Economic outcomes matter to most people greatly. And particular outcomes can be an indication of serious problems in society. Without questioning the good intentions of people who might propose actions that seek to improve economic outcomes (especially for the poor), economics as a technical discipline can help us examine whether such actions will, in fact, do so or will, instead, produce a cure that is worse than the disease. Thus every economic action is an ethical action, but economics can help form the virtue of prudence that informs decisions in the public policy sphere.
A Christian approach to economics must rely on sound anthropological assumptions. Two assumptions that are especially important are the imperfectability of the human person and the limits to human knowledge. As a result of the former problem, we do, of course, see terrible economic outcomes – poverty, oppression, dangerous child labour, and so on.

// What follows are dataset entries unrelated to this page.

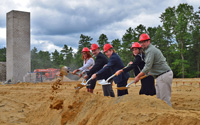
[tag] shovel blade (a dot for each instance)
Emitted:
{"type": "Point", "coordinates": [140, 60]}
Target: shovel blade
{"type": "Point", "coordinates": [79, 86]}
{"type": "Point", "coordinates": [122, 88]}
{"type": "Point", "coordinates": [103, 82]}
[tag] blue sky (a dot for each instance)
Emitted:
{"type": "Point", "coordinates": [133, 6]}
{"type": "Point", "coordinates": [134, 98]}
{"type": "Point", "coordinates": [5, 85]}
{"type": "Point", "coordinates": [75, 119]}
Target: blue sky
{"type": "Point", "coordinates": [58, 22]}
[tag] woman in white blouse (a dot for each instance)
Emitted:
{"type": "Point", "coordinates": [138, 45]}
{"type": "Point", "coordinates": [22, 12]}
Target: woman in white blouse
{"type": "Point", "coordinates": [88, 62]}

It is often assumed, and has been proposed explicitly in recent Catholic social teaching, that our imperfectability should lead us to conclude that government regulation of the economy is necessary to rectify the impact of sinful acts in the economic sphere. We should be careful, though. Such regulation may be necessary or desirable; it may improve matters. But we cannot assume that imperfectability does not exist in the sphere of politics too. If businesses are misrepresenting products to consumers, giving the power to regulate such businesses to government officials may improve matters. On the other hand, if the officials are corrupt, it may make matters much worse. The longer tradition of Catholic social teaching is helpful here. It offers us the principle of subsidiarity which proposes that regulation of the economy should take place at lots of different levels in society. Professions, trade associations, unions, exchanges (in the area of finance), can all have a role in creating a rich civic culture which ensures that economic activity is not simply about individuals, businesses and the political sphere. There may also be roles for different layers of government (local, central, etc).
We can all play a part in those institutions of civil society that are closest to economic life to help civilise the economy. But we can also all play a part in creating a more humane economy by acting ethically in everyday economic decision-making. We should be honest in all our dealings; treat people fairly and humanely at work – at whatever level we sit within an organisation; not get involved, insofar as is possible, in economic activities that are intrinsically immoral or close to the line. Indeed, whether we are the customer or the shop assistant, we can make people’s life in the economic sphere more pleasant simply by smiling and being polite. After all, economics is about human action, but much of that human action involves human relationships. Brick by brick, we can reclaim the piazza.